Genetic and familial environmental effects on suicide--an adoption study of siblings.
Petersen L., Sørensen TI., Andersen PK., Mortensen PB., Hawton K.
BACKGROUND: While there is clear evidence of familial influences on suicide, the origin of these is less certain. We have investigated genetic and familial environmental factors by studying the occurrence of suicide in biological and adoptive siblings of adoptees who died by suicide compared to siblings of surviving adoptees. METHOD: We used the Danish Adoption Register and Danish population registers to compare 221 siblings of adoptees who died by suicide with the siblings of 1,903 adoptees who did not die by suicide. All adoptions in the Danish Adoption Register are non-familial, i.e. the adoptive parents are biologically unrelated to the adoptee. Analyses were conducted on incidence rates of suicide in biological and adoptive siblings given occurrence of suicide in the adoptees while also taking into account psychiatric disorders.
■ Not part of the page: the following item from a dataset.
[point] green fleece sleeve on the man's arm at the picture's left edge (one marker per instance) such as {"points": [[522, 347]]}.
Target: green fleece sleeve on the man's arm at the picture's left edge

RESULTS: The risk of suicide in full siblings of adoptees who died by suicide before age 60 years was significantly higher than in full siblings of adoptees who had not died by suicide (incidence rate ratios (IRR) = 5.01; 95% confidence interval [CI] = 1.28-19.6). This increase persisted after adjustment for history of psychiatric admission of siblings (IRR = 4.19; 95% CI = 1.00-17.5). CONCLUSIONS: Genetic factors influence risk of suicide, probably independently of psychiatric disorder. This is relevant in provision of advice to families, including possible prevention of suicide.